The keys to the kingdom

By Fr. Roy Cimagala

ON the Feast of the Chair of St. Peter, the Apostle, which is celebrated on February 22, we are reminded of these very intriguing words Christ addressed to Peter after Peter rightly identified Christ as “the son of the living God”—”I will give you the keys to the Kingdom of heaven. Whatever you bind on earth shall be bound in heaven; and whatever you loose on earth shall be loosed in heaven.” (cfr. Mt 16,13-19)

It’s intriguing because the keys or the power given to Peter are definitely way beyond what Peter, given the way he was, could handle properly, let alone deserve. He denied Christ three times before he repented, he was scolded by Christ for not understanding the mysterious designs of God in spite of his closeness to Christ, etc.

And yet, such tremendous power was given to him that what he would bind on earth would also be bound in heaven, what he would loose on earth would also be loosed in heaven. This episode definitely tells us that the ways of God are beyond whatever human merit we may have. In this particular case of St. Peter, Christ told him after he identified Christ rightly that he was blessed because “flesh and blood has not revealed this to you, but my heavenly Father.”

We have to learn to live with this condition in our life. The will and ways of God will always have the last say irrespective of whether we deserve them or not, or whether we are capable of following them or not.
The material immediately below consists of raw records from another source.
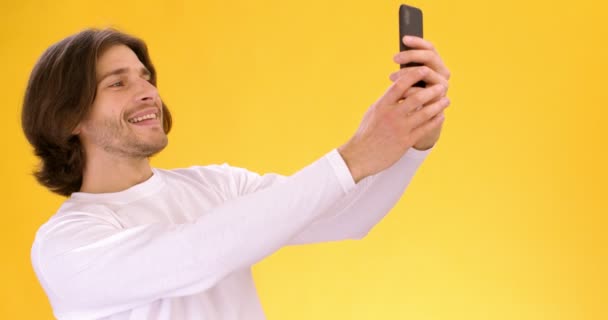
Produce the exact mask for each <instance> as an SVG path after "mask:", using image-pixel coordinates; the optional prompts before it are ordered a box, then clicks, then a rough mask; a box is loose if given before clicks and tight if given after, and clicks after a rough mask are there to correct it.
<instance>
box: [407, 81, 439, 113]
mask: <svg viewBox="0 0 608 320" xmlns="http://www.w3.org/2000/svg"><path fill="white" fill-rule="evenodd" d="M446 90H447V88H446V87H445V86H444V85H441V84H436V85H433V86H431V87H428V88H424V89H422V90H420V91H418V92H416V93H414V94H412V95H411V96H409V97H407V98H406V99H405V100H404V101H403V102H401V103H400V104H399V105H398V107H397V108H399V109H400V111H401V113H403V116H404V117H405V116H407V115H408V114H410V113H412V112H414V111H415V110H417V109H419V108H421V107H422V106H425V107H424V108H427V107H430V106H432V104H431V103H430V102H431V101H433V100H435V99H437V98H438V97H441V96H443V95H445V91H446ZM427 104H428V106H426V105H427ZM424 108H423V109H424Z"/></svg>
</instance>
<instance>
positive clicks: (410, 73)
mask: <svg viewBox="0 0 608 320" xmlns="http://www.w3.org/2000/svg"><path fill="white" fill-rule="evenodd" d="M430 73H431V69H429V68H428V67H424V66H422V67H416V68H411V70H408V72H406V73H405V74H404V75H403V76H401V77H399V79H397V80H396V81H395V82H394V83H393V84H392V85H391V86H390V87H389V88H388V90H387V91H386V92H385V93H384V95H383V96H382V97H381V98H380V100H379V101H378V103H379V104H382V105H388V104H396V103H397V102H398V101H399V100H401V98H402V97H403V95H404V94H405V92H406V91H407V90H408V89H409V88H411V87H412V86H413V85H414V84H415V83H416V82H418V81H420V80H424V81H428V80H430V79H428V78H427V77H428V75H429V74H430Z"/></svg>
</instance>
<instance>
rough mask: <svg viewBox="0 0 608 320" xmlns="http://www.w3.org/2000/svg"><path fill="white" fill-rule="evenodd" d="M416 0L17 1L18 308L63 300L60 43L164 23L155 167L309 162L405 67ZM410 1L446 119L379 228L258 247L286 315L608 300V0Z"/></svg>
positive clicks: (142, 36) (8, 57)
mask: <svg viewBox="0 0 608 320" xmlns="http://www.w3.org/2000/svg"><path fill="white" fill-rule="evenodd" d="M400 3H401V2H400V1H392V0H391V1H379V0H374V1H371V0H370V1H363V0H362V1H320V0H314V1H306V2H302V1H284V0H282V1H279V0H274V1H270V0H268V1H237V0H235V1H217V0H216V1H194V0H190V1H168V0H167V1H113V0H110V1H74V0H71V1H68V0H56V1H26V0H22V1H6V0H3V1H2V2H1V3H0V17H1V19H0V70H2V76H1V77H0V88H1V92H2V107H3V109H2V110H3V125H2V126H0V130H1V131H0V133H1V136H2V139H0V144H1V145H0V146H1V150H2V157H0V159H1V160H0V161H1V163H0V176H1V177H2V183H1V184H0V195H1V196H2V206H3V207H2V210H1V212H2V215H1V217H0V219H1V221H2V223H1V224H0V228H1V229H0V245H1V246H2V263H0V283H1V286H0V318H1V319H51V318H52V313H51V309H50V306H49V304H48V301H47V299H46V296H45V295H44V293H43V291H42V289H41V287H40V286H39V284H38V282H37V280H36V278H35V276H34V273H33V271H32V268H31V264H30V259H29V250H30V246H31V243H32V240H33V237H34V233H35V231H36V230H37V228H38V227H39V226H40V225H41V224H42V223H43V222H44V221H46V220H47V219H48V218H49V217H50V216H51V215H52V214H53V213H54V212H55V210H56V209H57V208H58V206H59V205H60V203H61V202H62V200H63V199H62V198H61V197H58V196H55V195H53V194H51V193H50V192H48V191H46V190H45V189H44V188H42V187H41V186H39V185H37V184H36V182H35V180H34V178H33V177H32V176H31V175H30V173H31V171H32V169H33V168H34V167H35V166H36V165H37V159H36V158H35V157H34V156H33V155H32V150H31V148H30V146H29V145H28V144H27V142H26V140H25V138H24V136H23V134H22V132H21V127H20V112H21V100H22V97H23V92H24V89H25V85H26V82H27V79H28V77H29V73H30V71H31V69H32V67H33V65H34V63H35V61H36V60H37V58H38V57H39V56H40V54H41V53H42V52H43V51H44V50H45V49H46V48H47V47H48V46H49V45H51V44H52V43H54V42H56V41H58V40H60V39H62V38H63V37H65V36H68V35H71V34H73V33H75V32H77V31H79V30H81V29H83V28H85V27H89V26H95V27H103V26H115V27H117V28H120V29H121V30H123V31H126V32H128V33H133V34H135V35H137V36H139V37H142V38H143V39H144V40H146V41H147V43H148V45H149V47H150V50H151V55H152V58H153V61H154V63H155V64H156V67H157V70H158V73H159V89H160V92H161V95H162V97H163V99H164V100H165V101H166V102H167V104H168V105H169V107H170V108H171V110H172V113H173V115H174V119H175V127H174V131H173V132H172V133H171V134H170V136H169V140H170V143H169V147H168V148H167V149H166V150H165V151H164V152H162V153H161V154H160V155H159V156H157V157H156V158H154V160H153V164H154V165H155V166H158V167H165V168H169V167H182V166H189V165H194V164H211V163H223V162H228V163H230V164H232V165H236V166H242V167H247V168H249V169H251V170H254V171H258V172H270V171H272V172H279V173H283V174H291V173H293V172H294V171H296V170H298V169H299V168H301V167H303V166H305V165H306V164H308V163H310V162H311V161H313V160H315V159H316V158H317V157H319V156H321V155H323V154H324V153H325V152H327V151H329V150H331V149H332V148H335V147H338V146H339V145H341V144H342V143H344V142H345V141H346V140H347V139H348V138H349V137H350V135H351V134H352V133H354V131H355V129H356V128H357V125H358V123H359V121H360V119H361V117H362V115H363V113H364V112H365V110H366V109H367V108H368V107H369V105H371V104H372V103H373V102H374V101H375V100H376V99H377V98H378V97H379V96H381V95H382V94H383V93H384V91H385V90H386V88H387V87H388V86H389V85H390V81H389V79H388V76H389V74H390V73H391V72H393V71H395V70H397V68H398V65H397V64H395V63H393V62H392V57H393V55H394V54H395V53H396V52H397V50H398V42H397V41H398V34H397V11H398V6H399V4H400ZM409 4H411V5H415V6H419V7H421V8H422V9H423V11H424V14H425V37H426V38H427V39H429V40H431V41H432V42H433V43H434V44H435V45H436V47H437V48H438V50H439V52H440V53H441V54H442V56H443V59H444V60H445V62H446V63H447V65H448V66H449V67H450V69H451V71H452V73H453V77H452V80H451V87H450V93H449V96H450V97H451V100H452V105H451V106H450V108H449V109H448V111H447V120H446V123H445V126H444V132H443V137H442V139H441V140H440V142H439V144H438V145H437V146H436V149H435V150H434V151H433V152H432V153H431V155H430V156H429V158H428V159H427V161H426V162H425V163H424V165H423V167H422V168H421V169H420V171H419V172H418V174H417V176H416V178H415V179H414V181H413V183H412V184H411V186H410V188H409V189H408V191H407V193H406V195H405V196H404V197H403V198H402V200H401V201H400V202H399V204H398V205H397V206H396V207H395V209H394V210H393V211H392V212H391V214H390V215H389V216H388V217H387V218H386V219H385V220H384V221H382V222H381V223H380V224H379V225H378V226H377V227H376V228H375V229H374V230H373V231H372V232H371V233H370V235H369V236H368V237H367V238H366V239H364V240H362V241H346V242H338V243H330V244H320V245H313V246H300V247H290V248H285V249H283V250H281V251H279V252H278V253H276V254H275V255H273V256H272V257H270V258H268V259H267V260H265V261H264V262H262V263H260V264H259V265H257V266H255V268H254V272H255V277H256V281H257V283H258V288H259V294H260V296H261V299H262V303H263V305H264V308H265V310H266V313H267V316H268V318H269V319H296V320H297V319H411V320H430V319H451V320H457V319H466V320H477V319H479V320H481V319H483V320H487V319H493V320H499V319H505V320H506V319H509V320H511V319H518V320H524V319H526V320H527V319H530V320H532V319H534V320H537V319H554V320H557V319H593V320H595V319H597V320H600V319H608V311H607V308H606V305H607V304H608V292H607V288H608V277H607V275H606V273H607V270H608V236H607V233H606V229H607V226H608V225H607V221H608V219H607V218H606V214H607V213H608V206H607V204H606V195H605V194H606V192H607V191H608V187H607V186H606V181H607V179H608V170H607V166H606V164H607V163H608V151H607V149H608V143H607V142H606V141H607V138H608V134H607V133H606V129H605V127H606V126H605V122H606V117H607V116H608V111H607V106H606V101H608V97H607V94H606V93H607V91H608V90H606V88H605V86H606V75H607V74H608V62H607V58H608V45H607V43H608V42H607V39H608V26H607V25H606V18H605V14H606V12H608V11H607V9H608V8H607V7H608V6H607V5H606V4H604V3H603V2H598V1H591V0H580V1H576V2H571V1H568V2H566V1H521V0H515V1H502V2H490V1H471V0H468V1H467V0H463V1H447V0H442V1H411V2H409Z"/></svg>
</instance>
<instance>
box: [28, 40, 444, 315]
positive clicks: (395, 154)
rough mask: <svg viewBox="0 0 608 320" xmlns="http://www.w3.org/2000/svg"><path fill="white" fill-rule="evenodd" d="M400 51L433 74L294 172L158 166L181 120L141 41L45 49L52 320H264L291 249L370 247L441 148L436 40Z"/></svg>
mask: <svg viewBox="0 0 608 320" xmlns="http://www.w3.org/2000/svg"><path fill="white" fill-rule="evenodd" d="M404 41H406V44H407V45H408V46H410V47H413V48H415V49H416V50H412V51H408V52H402V53H398V54H397V55H396V56H395V62H396V63H401V64H404V63H408V62H419V63H423V64H424V65H425V66H421V67H412V68H406V69H401V70H400V71H398V72H396V73H394V74H392V75H391V76H390V78H391V80H393V81H394V84H393V85H391V86H390V88H389V89H388V90H387V91H386V93H385V94H384V95H383V96H382V97H380V99H379V100H378V101H376V102H375V103H374V104H373V105H372V106H371V107H370V109H369V110H368V111H367V113H366V114H365V116H364V118H363V120H362V122H361V125H360V127H359V129H358V131H357V132H356V133H355V134H354V135H353V136H352V138H351V139H349V140H348V141H347V142H346V143H344V144H343V145H342V146H340V147H339V148H337V149H334V150H331V151H330V152H329V153H327V154H326V155H325V156H323V157H322V158H320V159H318V160H317V161H315V162H313V163H311V164H310V165H309V166H307V167H305V168H303V169H301V170H300V171H298V172H297V173H295V174H294V175H292V176H288V177H285V176H279V175H276V174H267V175H263V176H260V175H258V174H255V173H253V172H250V171H247V170H245V169H242V168H236V167H231V166H228V165H226V164H224V165H213V166H202V167H191V168H186V169H175V170H161V169H156V168H151V166H150V164H149V161H148V159H149V157H150V156H152V155H153V154H155V153H157V152H159V151H161V150H162V149H163V148H164V147H165V146H166V145H167V133H168V132H169V130H170V128H171V116H170V113H169V109H168V108H167V106H166V105H165V104H164V103H163V102H162V100H161V98H160V97H159V94H158V92H157V90H156V86H155V85H156V71H155V69H154V66H153V65H152V62H151V60H150V57H149V56H148V52H147V49H146V46H145V44H144V43H143V41H141V40H139V39H137V38H135V37H132V36H129V35H126V34H123V33H120V32H118V31H116V30H112V29H105V30H94V29H90V30H85V31H82V32H80V33H78V34H75V35H73V36H70V37H68V38H66V39H64V40H62V41H60V42H58V43H56V44H54V45H53V46H51V47H50V48H49V49H47V51H46V52H45V53H44V54H43V55H42V56H41V58H40V59H39V61H38V62H37V64H36V66H35V67H34V70H33V71H32V74H31V77H30V80H29V83H28V87H27V90H26V95H25V99H24V105H23V114H22V122H23V129H24V132H25V134H26V136H27V138H28V140H29V141H30V143H31V144H32V145H33V147H34V149H35V153H36V155H38V156H39V157H40V158H41V162H42V165H41V167H40V170H39V171H38V172H36V177H37V179H38V181H39V182H40V183H41V184H43V185H45V186H46V187H48V188H49V189H50V190H52V191H54V192H56V193H59V194H61V195H65V196H68V197H69V198H68V199H67V200H66V201H65V203H64V204H63V205H62V206H61V208H60V209H59V210H58V212H57V213H56V214H55V215H53V216H52V217H51V218H50V219H49V221H47V222H46V223H45V224H44V225H43V226H41V227H40V229H39V230H38V232H37V234H36V238H35V240H34V244H33V247H32V252H31V257H32V263H33V267H34V270H35V272H36V275H37V277H38V278H39V280H40V283H41V285H42V286H43V288H44V290H45V292H46V294H47V295H48V297H49V300H50V303H51V305H52V307H53V312H54V314H55V316H56V317H57V318H59V319H263V318H264V315H263V312H262V309H261V307H260V303H259V300H258V298H257V294H256V292H255V288H254V284H253V279H252V276H251V271H250V267H251V266H252V265H253V264H255V263H257V262H258V261H260V260H262V259H263V258H264V257H266V256H268V255H270V254H271V253H273V252H275V251H276V250H278V249H279V248H281V247H283V246H285V245H290V244H302V243H313V242H322V241H333V240H340V239H359V238H362V237H363V236H365V235H366V234H367V232H368V231H369V230H370V229H371V228H372V227H373V226H374V225H375V224H376V223H377V222H378V221H380V220H381V219H382V217H383V216H384V215H385V214H386V213H387V212H388V211H389V210H390V209H391V208H392V207H393V206H394V204H395V203H396V202H397V201H398V199H399V198H400V196H401V194H402V193H403V191H404V189H405V188H406V186H407V185H408V183H409V182H410V180H411V178H412V177H413V175H414V173H415V171H416V170H417V168H418V167H419V165H420V164H421V163H422V161H423V160H424V158H425V157H426V155H427V154H428V153H429V152H430V149H431V147H432V146H433V145H434V144H435V142H436V141H437V140H438V138H439V134H440V131H441V126H442V122H443V119H444V116H443V110H444V109H445V108H446V107H447V106H448V105H449V101H448V99H447V98H446V97H445V95H446V91H447V82H448V78H449V71H448V70H447V69H446V67H445V66H444V64H443V62H442V60H441V58H440V57H439V55H438V54H437V52H436V51H435V50H434V48H433V46H432V45H431V44H430V43H429V42H427V41H425V40H423V39H420V38H407V39H405V40H404ZM420 80H423V81H425V82H426V83H427V86H426V88H424V89H422V88H418V87H413V84H415V83H417V82H418V81H420Z"/></svg>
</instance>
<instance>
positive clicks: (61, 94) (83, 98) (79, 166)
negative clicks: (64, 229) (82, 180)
mask: <svg viewBox="0 0 608 320" xmlns="http://www.w3.org/2000/svg"><path fill="white" fill-rule="evenodd" d="M119 44H122V45H126V46H128V47H129V48H131V50H133V52H135V54H136V55H137V57H138V58H139V60H140V61H141V62H142V64H143V65H144V66H145V67H146V68H147V69H148V70H149V71H150V73H151V79H150V82H151V83H152V84H153V85H154V86H156V70H155V69H154V66H153V65H152V61H151V60H150V56H149V55H148V48H147V46H146V44H145V42H143V41H142V40H141V39H138V38H136V37H134V36H131V35H128V34H125V33H122V32H120V31H118V30H116V29H113V28H107V29H101V30H100V29H86V30H83V31H81V32H79V33H77V34H74V35H72V36H69V37H67V38H65V39H63V40H61V41H59V42H57V43H55V44H53V45H52V46H50V47H49V48H48V49H47V50H46V51H45V52H44V53H43V54H42V56H41V57H40V59H38V62H37V63H36V65H35V66H34V69H33V70H32V73H31V75H30V79H29V82H28V85H27V89H26V91H25V97H24V101H23V109H22V113H21V124H22V127H23V131H24V133H25V136H26V137H27V140H28V141H29V142H30V144H31V145H32V146H33V147H34V153H35V154H36V156H38V157H39V158H40V160H41V164H40V166H39V167H38V168H37V169H36V170H35V171H34V176H35V177H36V179H37V180H38V182H40V184H42V185H44V186H45V187H47V188H48V189H50V190H51V191H53V192H55V193H58V194H60V195H63V196H69V195H71V194H72V193H73V192H77V191H79V190H80V187H81V186H82V172H83V168H84V164H85V152H84V149H83V146H82V144H81V142H80V140H79V138H78V136H76V135H74V134H73V131H74V129H75V128H76V126H77V125H78V124H79V123H80V122H81V121H82V120H83V119H84V118H85V117H86V116H87V114H88V113H89V111H90V109H91V106H92V104H93V101H94V100H95V96H96V93H97V81H96V69H95V67H96V63H97V59H98V58H99V57H100V56H101V54H103V52H104V51H105V50H106V49H108V48H109V47H111V46H114V45H119ZM162 108H163V111H162V112H163V128H164V131H165V133H169V131H170V130H171V124H172V119H171V114H170V113H169V109H168V108H167V106H166V105H165V103H164V102H163V103H162Z"/></svg>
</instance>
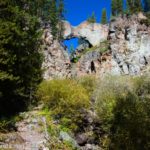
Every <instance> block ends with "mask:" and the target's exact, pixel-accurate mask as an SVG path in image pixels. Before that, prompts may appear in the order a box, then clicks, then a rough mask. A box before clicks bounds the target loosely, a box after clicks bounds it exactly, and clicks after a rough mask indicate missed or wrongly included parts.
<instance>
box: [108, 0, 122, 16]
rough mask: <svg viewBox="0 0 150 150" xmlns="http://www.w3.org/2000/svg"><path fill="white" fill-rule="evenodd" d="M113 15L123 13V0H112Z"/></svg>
mask: <svg viewBox="0 0 150 150" xmlns="http://www.w3.org/2000/svg"><path fill="white" fill-rule="evenodd" d="M111 9H112V15H113V16H118V15H119V14H122V13H123V1H122V0H112V2H111Z"/></svg>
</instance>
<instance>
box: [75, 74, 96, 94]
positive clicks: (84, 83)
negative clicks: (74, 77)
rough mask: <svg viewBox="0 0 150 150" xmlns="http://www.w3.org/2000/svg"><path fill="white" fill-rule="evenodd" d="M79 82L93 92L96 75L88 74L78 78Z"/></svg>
mask: <svg viewBox="0 0 150 150" xmlns="http://www.w3.org/2000/svg"><path fill="white" fill-rule="evenodd" d="M76 80H77V82H78V83H79V84H81V85H82V86H83V87H84V88H85V89H86V90H87V92H88V93H89V95H90V96H91V94H93V91H94V90H95V87H96V77H95V76H94V75H87V76H83V77H80V78H77V79H76Z"/></svg>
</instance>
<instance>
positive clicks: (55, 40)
mask: <svg viewBox="0 0 150 150" xmlns="http://www.w3.org/2000/svg"><path fill="white" fill-rule="evenodd" d="M42 39H43V45H42V49H43V54H44V61H43V65H42V67H43V69H44V74H43V78H44V79H52V78H65V77H69V76H70V59H69V55H68V53H67V51H66V50H65V48H64V47H63V45H61V44H60V43H59V42H58V41H57V40H54V39H53V37H52V35H51V32H50V29H46V30H45V31H44V34H43V37H42Z"/></svg>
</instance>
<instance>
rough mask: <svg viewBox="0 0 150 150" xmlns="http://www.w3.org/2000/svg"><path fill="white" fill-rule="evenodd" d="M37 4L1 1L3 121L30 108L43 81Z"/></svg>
mask: <svg viewBox="0 0 150 150" xmlns="http://www.w3.org/2000/svg"><path fill="white" fill-rule="evenodd" d="M36 2H37V1H35V0H25V1H18V0H5V1H3V0H0V16H1V18H0V117H1V116H2V115H4V114H5V115H6V114H12V113H15V112H17V111H18V110H22V109H23V108H24V107H25V106H27V105H28V104H29V100H31V99H32V98H33V96H34V91H35V90H36V86H37V84H38V82H39V81H40V80H41V62H42V59H41V54H40V52H39V50H38V49H39V38H40V35H41V33H40V32H39V28H40V22H39V20H38V17H37V16H36V14H37V12H38V7H37V8H36V7H35V5H34V4H35V3H36ZM33 9H34V10H33Z"/></svg>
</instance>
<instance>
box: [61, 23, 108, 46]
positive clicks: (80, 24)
mask: <svg viewBox="0 0 150 150" xmlns="http://www.w3.org/2000/svg"><path fill="white" fill-rule="evenodd" d="M108 31H109V27H108V25H102V24H99V23H89V22H88V21H84V22H82V23H81V24H80V25H78V26H76V27H73V26H71V25H70V23H69V22H67V21H64V39H71V38H75V37H78V38H82V39H85V40H87V41H88V42H89V43H90V44H91V45H92V46H98V45H99V44H100V42H102V41H105V40H107V37H108Z"/></svg>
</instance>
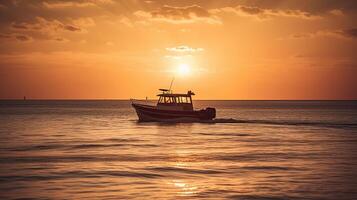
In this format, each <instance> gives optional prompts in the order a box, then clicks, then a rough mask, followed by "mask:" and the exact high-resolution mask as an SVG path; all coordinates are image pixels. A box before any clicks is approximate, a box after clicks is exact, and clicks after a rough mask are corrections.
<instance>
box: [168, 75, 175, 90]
mask: <svg viewBox="0 0 357 200" xmlns="http://www.w3.org/2000/svg"><path fill="white" fill-rule="evenodd" d="M174 80H175V77H172V80H171V84H170V88H169V92H171V88H172V84H173V83H174Z"/></svg>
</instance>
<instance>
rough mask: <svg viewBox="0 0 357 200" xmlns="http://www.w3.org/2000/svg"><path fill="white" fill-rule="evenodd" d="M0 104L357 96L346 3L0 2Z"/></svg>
mask: <svg viewBox="0 0 357 200" xmlns="http://www.w3.org/2000/svg"><path fill="white" fill-rule="evenodd" d="M0 44H1V45H0V98H1V99H16V98H23V96H26V97H27V98H28V99H129V98H145V97H149V98H156V94H157V93H158V90H157V89H159V88H168V87H169V86H170V83H171V80H172V79H174V82H173V87H172V89H173V90H174V91H176V92H181V93H182V92H186V91H187V90H193V91H194V92H195V93H196V96H195V98H196V99H238V100H250V99H251V100H285V99H293V100H300V99H301V100H315V99H324V100H331V99H357V89H356V88H357V53H356V52H357V1H354V0H219V1H218V0H217V1H210V0H191V1H189V0H179V1H178V0H177V1H173V0H146V1H145V0H142V1H139V0H117V1H115V0H68V1H56V0H0Z"/></svg>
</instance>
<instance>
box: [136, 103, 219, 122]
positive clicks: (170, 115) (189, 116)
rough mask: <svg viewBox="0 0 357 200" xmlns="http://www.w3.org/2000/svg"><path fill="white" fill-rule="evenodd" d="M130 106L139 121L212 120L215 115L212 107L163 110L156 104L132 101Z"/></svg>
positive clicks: (195, 120)
mask: <svg viewBox="0 0 357 200" xmlns="http://www.w3.org/2000/svg"><path fill="white" fill-rule="evenodd" d="M132 106H133V107H134V108H135V111H136V113H137V115H138V118H139V121H141V122H186V121H187V122H190V121H198V120H212V119H213V118H215V117H216V110H215V109H214V108H206V109H203V110H194V111H177V110H163V109H158V108H157V107H156V106H149V105H144V104H136V103H133V104H132Z"/></svg>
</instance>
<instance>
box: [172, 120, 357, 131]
mask: <svg viewBox="0 0 357 200" xmlns="http://www.w3.org/2000/svg"><path fill="white" fill-rule="evenodd" d="M167 123H207V124H225V123H226V124H236V123H237V124H263V125H264V124H266V125H283V126H318V127H326V128H346V129H356V128H357V123H339V122H323V121H293V120H289V121H287V120H279V121H278V120H240V119H234V118H216V119H212V120H197V119H185V118H182V119H178V120H170V121H167Z"/></svg>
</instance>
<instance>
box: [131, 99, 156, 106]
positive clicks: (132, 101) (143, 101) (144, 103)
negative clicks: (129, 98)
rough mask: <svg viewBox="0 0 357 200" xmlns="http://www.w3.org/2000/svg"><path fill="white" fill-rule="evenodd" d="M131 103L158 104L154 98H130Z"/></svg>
mask: <svg viewBox="0 0 357 200" xmlns="http://www.w3.org/2000/svg"><path fill="white" fill-rule="evenodd" d="M130 102H131V104H133V103H138V104H146V105H156V101H155V100H152V99H148V98H146V99H130Z"/></svg>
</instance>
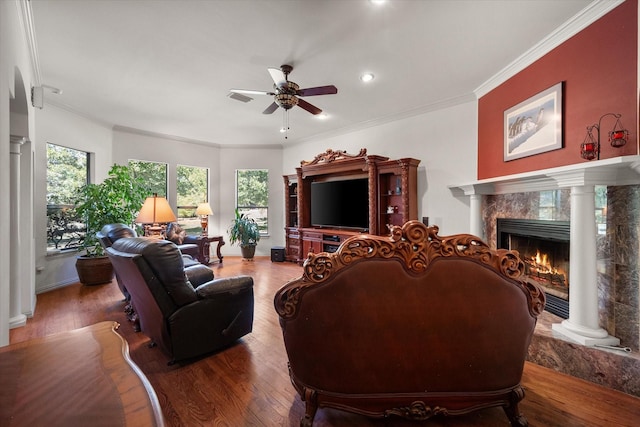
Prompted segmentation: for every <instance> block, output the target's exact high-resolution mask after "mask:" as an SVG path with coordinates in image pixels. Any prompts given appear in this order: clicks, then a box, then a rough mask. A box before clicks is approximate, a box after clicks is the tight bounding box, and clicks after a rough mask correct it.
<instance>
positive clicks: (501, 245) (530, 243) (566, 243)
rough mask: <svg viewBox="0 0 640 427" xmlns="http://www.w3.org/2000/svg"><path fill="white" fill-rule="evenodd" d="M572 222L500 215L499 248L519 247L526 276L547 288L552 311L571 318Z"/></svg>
mask: <svg viewBox="0 0 640 427" xmlns="http://www.w3.org/2000/svg"><path fill="white" fill-rule="evenodd" d="M569 236H570V228H569V222H568V221H544V220H529V219H511V218H498V219H497V225H496V237H497V242H496V244H497V247H498V248H502V249H510V250H516V251H518V252H519V253H520V257H521V258H522V260H523V261H524V262H525V276H526V277H527V279H529V280H533V281H535V282H536V283H538V284H539V285H540V286H541V287H542V288H543V289H544V291H545V294H546V296H547V304H546V307H545V309H546V310H547V311H549V312H550V313H553V314H555V315H557V316H560V317H562V318H563V319H568V318H569V242H570V237H569Z"/></svg>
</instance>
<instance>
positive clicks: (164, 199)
mask: <svg viewBox="0 0 640 427" xmlns="http://www.w3.org/2000/svg"><path fill="white" fill-rule="evenodd" d="M176 220H177V218H176V216H175V214H174V213H173V211H172V210H171V206H169V202H168V201H167V199H165V198H164V197H158V196H156V195H154V196H152V197H147V199H146V200H145V201H144V204H143V205H142V207H141V208H140V212H139V213H138V216H137V217H136V222H137V223H139V224H157V223H167V222H173V221H176Z"/></svg>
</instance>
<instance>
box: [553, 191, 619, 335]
mask: <svg viewBox="0 0 640 427" xmlns="http://www.w3.org/2000/svg"><path fill="white" fill-rule="evenodd" d="M596 237H597V231H596V216H595V190H594V186H593V185H590V184H589V185H582V186H574V187H571V231H570V238H571V247H570V254H569V259H570V263H571V264H570V266H569V270H570V271H569V284H570V287H569V318H568V319H567V320H564V321H563V322H562V323H556V324H554V325H553V330H554V331H557V332H558V333H560V334H562V335H565V336H567V337H569V338H571V339H572V340H574V341H576V342H578V343H580V344H583V345H596V344H600V345H619V344H620V340H619V339H618V338H615V337H613V336H610V335H609V334H608V333H607V331H606V330H604V329H603V328H601V327H600V322H599V319H598V272H597V269H596V259H597V253H596Z"/></svg>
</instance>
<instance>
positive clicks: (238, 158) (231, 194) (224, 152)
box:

Again in this regard, we are reminded of the mysterious supernatural ways God works among us, ways that can defy our human ways and understanding, not in the sense that God’s ways contradict ours, but rather in the sense that they go beyond our ways.

We should just be humble enough to accept and to live along this fact of life that will always involve supernatural realities. We are not expected to understand everything. What we are expected is to obey with the obedience of faith, hope and charity as shown to us by Christ himself, who obeyed till death in obedience to the will the Father.

“The Son can do nothing by himself. He does only what he sees the Father doing. Whatever the Father does, the Son also does.” (Jn 5,19) These words of Christ should constitute as the attitude we ought to have toward everything that happens in our life. Only with this attitude can we get a good idea of why the supernatural designs of God can be carried out by us, given our limitations, not to mention, our mistakes and sins.

The keys to heaven that were given to Peter can be referred to now as the Magisterium of the Church which is the official teaching office of the Church that includes the Pope and the bishops in union with him. Its task is to interpret Scripture and making judgments on “tradition” within the Church, making official statements as to the authenticity of such traditions.

This truth of faith about the Church and the Pope and the bishops behooves us to develop a great love for them, approximating the very love God has for the Church as shown and lived by Christ himself.

This is a duty that we should not take for granted. Everyday we have to see to it that our love the Church, the Pope and bishops enjoys some growth.